Takeo liseyi bitirmemiş, ailesi de pek zorlamamış açıkçası. Çok güzel resimler yapıyor, Hitomi’yle yakınlaşmalarını resim çizmeye borçlu. Başlarda birbirlerine karşı tutuklar, sonraları içmeye gidiyorlar ve bir iki kez öpüşüyorlar ama sevişmiyorlar, Takeo öyle şeylerin kendisine göre olmadığını söylüyor. Sonradan ortaya çıkıyor ki iktidarsızlıktan mustarip, eski kız arkadaşıyla bu yüzden problem yaşamış. Hitomi’nin resimlerini çizmeye başladığı zaman ansızın gelen kıpırtıları fark edince bağırıyor ve kadından soyunmasını istiyor. İlk deneme pek başarılı değil, sonrakilerde ritimlerini buluyorlar ama pek sürmüyor mevzu, Takeo içini hiçbir zaman tam olarak açmıyor, Hitomi bu duruma karşı isyanını anlatının sonunda dile getirebiliyor ancak, o da iç monolog halinde. Aralarındaki stres arttıkça birbirlerini kırmaya başlıyorlar, ikisi de iletişim kurma yönünden başarısız. Hitomi’nin çok kitap okuduğunu biliyoruz, onun dışı kapkaranlık. Dükkân kapandıktan sonra maddi yardım istediği annesini bir kez görüyoruz ancak, daha doğrusu telefonda duyuyoruz. Geçmişine dair pek bir şey anlatmıyor Hitomi, biz Takeo’nun güvensizliğini biliyoruz. Tırışkadan bir sebep aslında, çocukken parmağı kapıya sıkıştırılınca acı verecek her olaydan ve insandan uzak durmaya başlamış, aslında tam bir hikikomori adayı gibi duruyor. Hemen hiçbir şeyden şikayet etmiyor, birbirlerini kırdıkları sırada Hitomi’nin neler hissettiğini umursamıyor, kalas bu herif. Hitomi âşık olduğunu anlayınca bütün dünyasını Takeo etrafında kurmak istiyor tabii, adamı arayıp ulaşamayınca gündelik pratiklerle harcanan zamanı hesaplayıp tekrar arayıp aramamayı düşünüyor, âşık insanların tipik davranışlarını sergiliyor kısacası. Sonlara doğru muhasebe kursu alan Hitomi geçici işinden çıkarılıp başka bir işe girdiğinde karşılaşıyor Takeo’yla, kalbi yine deli gibi çarpmaya başlıyor ama Takeo’nun kalaslığı sürüyor. Hitomi’ye göre Takeo bir yabancı artık, geçmişte hissedilenlerin hiçbir anlamı yok. Diye düşünürken bir de bakıyor, Takeo önünde. Özür diliyor, insanlara güvenemediğini söylüyor. Bir araya gelip gelmediklerini bilmiyoruz, karakterlere ne olduğunu da bilmiyoruz, belli belirsiz seçebileceğimiz olay örgüsü belli bir noktada sonlanmadığı için çözülen bir düğüm, ortaya konan bir çözüm yok, kimse muradına ermiyor, herkes pata küte yaşamaya devam ediyor.
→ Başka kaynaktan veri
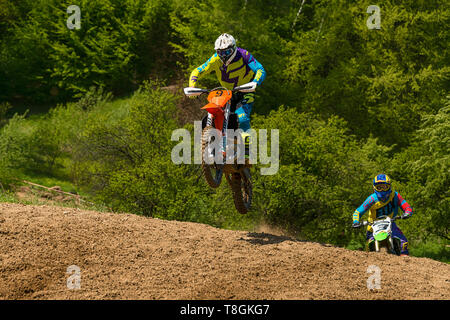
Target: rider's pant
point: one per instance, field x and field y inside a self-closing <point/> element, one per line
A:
<point x="396" y="233"/>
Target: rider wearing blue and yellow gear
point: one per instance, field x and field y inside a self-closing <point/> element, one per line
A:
<point x="384" y="202"/>
<point x="233" y="67"/>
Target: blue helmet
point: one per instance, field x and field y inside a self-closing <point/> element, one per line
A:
<point x="382" y="187"/>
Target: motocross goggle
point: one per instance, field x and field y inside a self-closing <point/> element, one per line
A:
<point x="382" y="187"/>
<point x="224" y="53"/>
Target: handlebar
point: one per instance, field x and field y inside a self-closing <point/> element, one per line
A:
<point x="365" y="223"/>
<point x="192" y="91"/>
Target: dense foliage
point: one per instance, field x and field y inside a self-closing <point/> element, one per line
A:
<point x="349" y="102"/>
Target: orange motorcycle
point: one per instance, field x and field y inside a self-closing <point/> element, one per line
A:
<point x="219" y="156"/>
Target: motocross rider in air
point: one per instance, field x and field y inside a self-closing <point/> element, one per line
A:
<point x="384" y="201"/>
<point x="234" y="67"/>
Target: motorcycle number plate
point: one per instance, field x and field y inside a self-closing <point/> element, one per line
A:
<point x="380" y="227"/>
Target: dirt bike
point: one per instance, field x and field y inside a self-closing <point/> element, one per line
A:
<point x="216" y="158"/>
<point x="382" y="233"/>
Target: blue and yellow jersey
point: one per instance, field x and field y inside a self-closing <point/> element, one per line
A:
<point x="377" y="208"/>
<point x="242" y="69"/>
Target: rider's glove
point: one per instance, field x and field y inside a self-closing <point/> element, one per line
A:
<point x="251" y="87"/>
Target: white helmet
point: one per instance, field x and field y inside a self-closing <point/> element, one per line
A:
<point x="225" y="47"/>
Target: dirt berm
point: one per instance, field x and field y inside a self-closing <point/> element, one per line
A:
<point x="124" y="256"/>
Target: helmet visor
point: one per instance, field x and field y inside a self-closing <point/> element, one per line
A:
<point x="225" y="53"/>
<point x="382" y="187"/>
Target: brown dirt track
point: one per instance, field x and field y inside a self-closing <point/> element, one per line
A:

Hayatla ilgili bir roman diyesim var. Gelişine yaşamak diyemem çünkü karakterlerin davranış örüntüleri besbelli, köşeli bir roman da diyemem çünkü geçen zamandan başka takip edeceğimiz edebi bir referans çizgisi yok. Bir bölümde Nakano’nun sevgilisinin yazdığı erotik öykülerin yarattığı krizi görüyoruz mesela, hiç yoktan dert. Metni dükkâna getirip Hatomi’nin önüne koyan Nakano yorum bekliyor kadından, Hatomi okumaya başlayınca ilk iki satırda korkulacak bir şey olmadığını anlıyor ama üçüncü satırdan itibaren anüsler, vajinalar havalarda uçuşmaya başlıyor. Nakano yaptığının tacize girebileceğinden korktuğunu söylüyor ama öyküye dair Hatomi’nin fikrini de merak ettiğinden soruyor, beklediği tepkiyi alamayınca utancını tutamıyor daha fazla. Tuhaf ve komik muhabbetlerden biri burada, Hatomi o pozisyonları gerçekten deneyip denemediklerini sorduğu zaman Nakano yaşlı bir osuruk olmadığını, buna rağmen öyle uç noktalara gidemeyeceğini söyleyerek karışık bir cevap veriyor, kadın üsteledikçe adam geri çekiliyor. Nakano’nun sevgilisi arıyor sonra, metinle ilgili ne düşündüğünü soruyor falan, matrak olaylar çok.
Numarası beğenilmezse anlarım, numarasını gözden kaçırıp kendi beklentilerinin karşılanmadığını düşünenleri de anlarım ama ben beğendiğimi söyleyeceğim bu anlatıyı, tavsiye de ederim.